Lead Portfolio manager Bryn Jones is the Fixed Income Director for Rathbone Unit Trust Management. He also manages the Rathbone Strategic Bond Fund. Bryn joined Rathbone in November 2004 and has over 15 years of investment management experience. Bryn’s approach to a successful fund starts in the same way, whether it is ethical or non-ethical, with profitability being the initial objective.
The idea is to overlook the ethical involvement to begin with, and simply create a good investment fund. Once this has been achieved, the fund applies negative screening and eliminates bonds issued by companies who have known involvement with alcohol, animal testing, armaments, gambling, nuclear power, pornography, tobacco and other areas that could be deemed as unethical. The screening research is conducted by the Rathbone Greenbank Investments, part of the Rathbone family who have over twenty years of experience in ethical investments.

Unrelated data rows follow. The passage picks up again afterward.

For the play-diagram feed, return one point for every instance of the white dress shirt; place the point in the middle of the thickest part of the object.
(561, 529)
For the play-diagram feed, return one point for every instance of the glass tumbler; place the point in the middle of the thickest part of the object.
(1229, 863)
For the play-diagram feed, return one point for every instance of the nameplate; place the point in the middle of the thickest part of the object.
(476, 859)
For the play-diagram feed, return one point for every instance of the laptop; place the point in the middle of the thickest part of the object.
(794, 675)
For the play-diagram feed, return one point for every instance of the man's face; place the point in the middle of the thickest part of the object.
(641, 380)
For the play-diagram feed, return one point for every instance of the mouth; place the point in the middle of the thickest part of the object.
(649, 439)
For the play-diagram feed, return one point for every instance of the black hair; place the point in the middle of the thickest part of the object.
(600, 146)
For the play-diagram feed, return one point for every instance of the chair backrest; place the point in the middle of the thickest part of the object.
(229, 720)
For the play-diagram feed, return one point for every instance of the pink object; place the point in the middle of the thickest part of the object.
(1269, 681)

The fund also goes beyond simply taking out the ‘badness’ by then including additional positive aspects. Bonds in companies that support community investments, the delivery of beneficial social and environmental products and services, workplace diversity and equal opportunities, human rights and the management of environmental impacts are all considered ethical and therefore are suitably added into the fund. This strategy has worked really well, and the results are respectable. This year the Rathbone Ethical Bond has delivered around 25% more growth than its sector average*.

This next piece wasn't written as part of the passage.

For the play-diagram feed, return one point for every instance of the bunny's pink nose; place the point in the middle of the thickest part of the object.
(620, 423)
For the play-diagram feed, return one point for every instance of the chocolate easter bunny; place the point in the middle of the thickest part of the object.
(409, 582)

Finally, the fund research differs from others by digging into the core principals of investments that, on paper appear ethical, by expecting them to go above simply doing the ‘right’ things. As Ben Johnson from Rathbone explains: ‘If the research team don’t like it, they won’t do it’ which leads to a bespoke fund of carefully selected ethical companies with an embedded values-led culture. Bryn Jones takes time to visit various companies to experience first-hand how and why these values takes place.

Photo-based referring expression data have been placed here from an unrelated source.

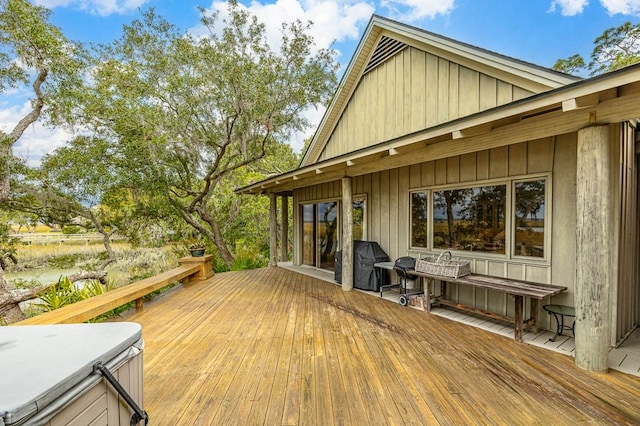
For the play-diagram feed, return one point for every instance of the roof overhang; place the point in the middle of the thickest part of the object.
(609, 98)
(526, 75)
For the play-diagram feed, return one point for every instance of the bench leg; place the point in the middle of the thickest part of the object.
(519, 303)
(534, 315)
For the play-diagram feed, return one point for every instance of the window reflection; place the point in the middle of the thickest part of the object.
(470, 219)
(529, 218)
(419, 219)
(358, 218)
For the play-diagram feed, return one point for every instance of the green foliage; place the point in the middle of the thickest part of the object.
(66, 293)
(616, 48)
(185, 118)
(8, 246)
(34, 56)
(65, 261)
(571, 65)
(70, 229)
(249, 257)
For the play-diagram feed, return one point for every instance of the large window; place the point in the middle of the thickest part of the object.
(419, 219)
(359, 218)
(476, 218)
(529, 214)
(470, 219)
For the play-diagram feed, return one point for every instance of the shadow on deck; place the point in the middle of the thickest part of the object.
(272, 346)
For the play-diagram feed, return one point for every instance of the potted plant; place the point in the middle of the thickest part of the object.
(197, 249)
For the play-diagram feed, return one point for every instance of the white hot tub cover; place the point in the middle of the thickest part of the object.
(40, 363)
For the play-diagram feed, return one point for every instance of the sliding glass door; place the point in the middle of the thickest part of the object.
(321, 230)
(320, 234)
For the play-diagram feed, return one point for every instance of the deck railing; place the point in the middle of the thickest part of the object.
(190, 269)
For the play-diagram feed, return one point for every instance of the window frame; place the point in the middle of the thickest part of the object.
(547, 219)
(509, 206)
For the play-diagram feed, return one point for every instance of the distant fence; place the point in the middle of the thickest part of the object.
(60, 238)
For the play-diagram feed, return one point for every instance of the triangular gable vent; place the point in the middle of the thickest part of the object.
(387, 47)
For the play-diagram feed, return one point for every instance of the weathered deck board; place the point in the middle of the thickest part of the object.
(272, 346)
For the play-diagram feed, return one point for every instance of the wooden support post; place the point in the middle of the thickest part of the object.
(347, 234)
(273, 230)
(594, 241)
(284, 237)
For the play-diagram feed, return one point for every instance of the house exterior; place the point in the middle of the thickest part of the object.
(431, 144)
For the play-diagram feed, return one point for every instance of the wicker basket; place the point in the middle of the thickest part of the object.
(443, 266)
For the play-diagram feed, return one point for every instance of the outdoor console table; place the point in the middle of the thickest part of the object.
(516, 288)
(559, 312)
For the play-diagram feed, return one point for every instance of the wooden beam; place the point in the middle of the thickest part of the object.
(590, 100)
(284, 236)
(595, 270)
(273, 231)
(471, 131)
(347, 234)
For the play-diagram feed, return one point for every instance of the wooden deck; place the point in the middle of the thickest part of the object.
(274, 347)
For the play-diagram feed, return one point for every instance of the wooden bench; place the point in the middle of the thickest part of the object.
(84, 310)
(516, 288)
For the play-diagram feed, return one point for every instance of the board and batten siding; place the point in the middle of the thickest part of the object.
(388, 213)
(411, 91)
(627, 292)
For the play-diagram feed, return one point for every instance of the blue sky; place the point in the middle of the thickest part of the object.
(538, 31)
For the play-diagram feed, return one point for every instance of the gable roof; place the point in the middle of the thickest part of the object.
(385, 38)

In the UK there are less than 100 ‘ethical’ funds available to investors, but this number is increasing. With good management and increased awareness, I believe the future of ethical funds is promising. As concerns for environmental and moral issues rise, the word ‘ethical’ in investments should not be automatically discarded. Ethical investing is no longer just about doing ‘good’ and there is increasing potential for decent returns from these types of funds, the Rathbone Ethical Bond is a good example of this.
*Investment Week 27th October 2014
* Please remember that none of our articles are to be considered as ‘financial advice’ and they in no way promote a certain fund or financial product. The above fund may not be right for certain investors and past performance is no guide to the future. If you have any queries in regards to this article, please contact us for financial advice straight away.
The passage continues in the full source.